Transparency Breaks Down First, Not Last

In most disputes, the minority does not start by demanding a buyout. They start by asking for accounts, contracts, and explanations. When the answers are vague, suspicion grows fast.

That is why minority shareholder rights in the UAE are a practical issue, not a theory. In practice, the fights often revolve around access to information, meeting processes, and whether key decisions were properly approved under the company’s governance rules.

Signs transparency is failing:

  • No consistent reporting calendar.
  • Delayed or selective sharing of financials.
  • Major contracts signed without a clear paper trail.

A clear reserved matters list is one of the cleanest conflict preventers in growing companies. Without it, the majority can legally outvote the minority on decisions that permanently change the business.

A reserved matters clause in a shareholders’ agreement usually forces higher approval thresholds for decisions that would otherwise be pushed through quickly, such as:

  • Issuing shares or changing share rights.
  • Taking on major borrowing or guarantees.
  • Approving related party contracts.
  • Selling key assets or changing business activities.
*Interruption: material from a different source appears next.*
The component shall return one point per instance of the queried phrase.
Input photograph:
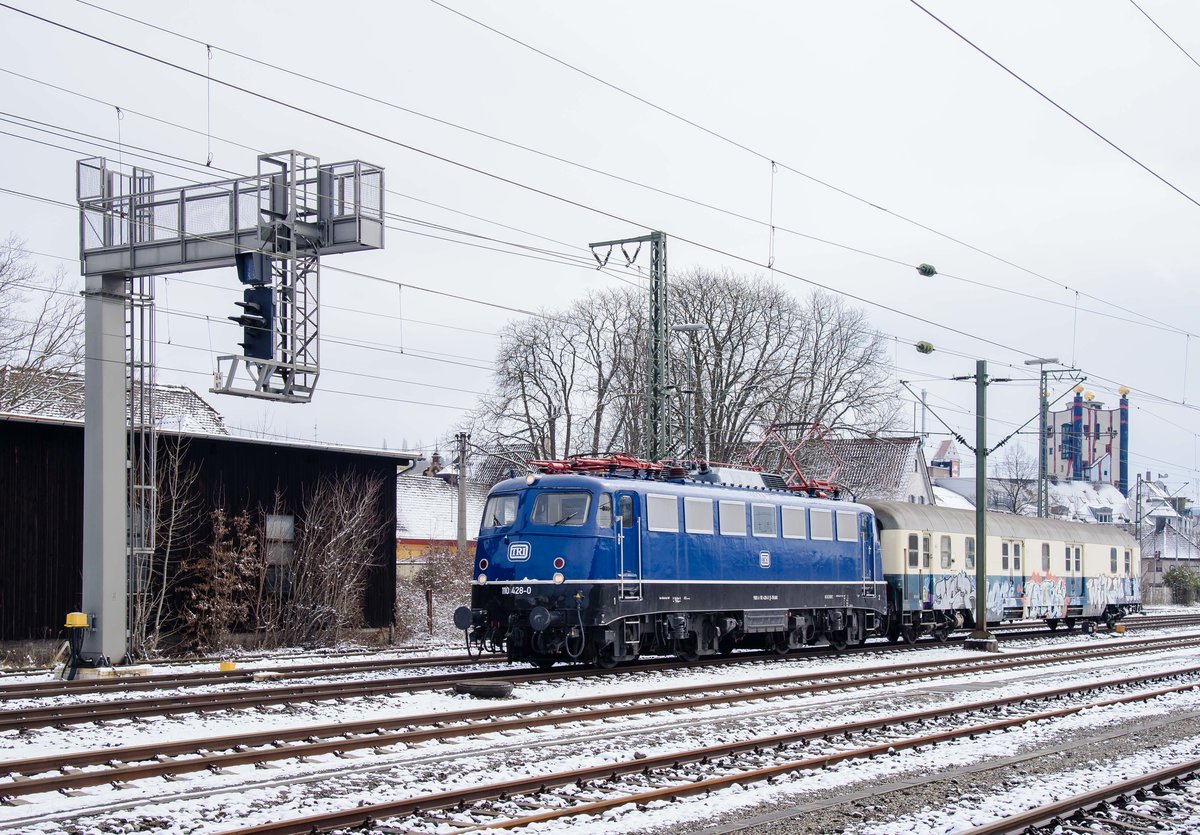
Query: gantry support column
(105, 570)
This is the point where shareholder discipline saves time later.

Dividends vs Reinvestment Is a Guaranteed Argument Without a Rule

As soon as the company starts generating profit, you will see dividend policy disputes. One side wants distributions. The other wants growth. Both can be reasonable. The dispute happens when there is no agreed policy and the decision becomes a power play.

Common triggers:

  • One shareholder relies on distributions for personal cashflow.
  • Another shareholder is reinvesting aggressively without reporting clearly.
  • “Expenses” start looking like hidden distributions.

A simple policy is often enough to lower the temperature: when dividends can be considered, what information must be shared first, and what approvals are required.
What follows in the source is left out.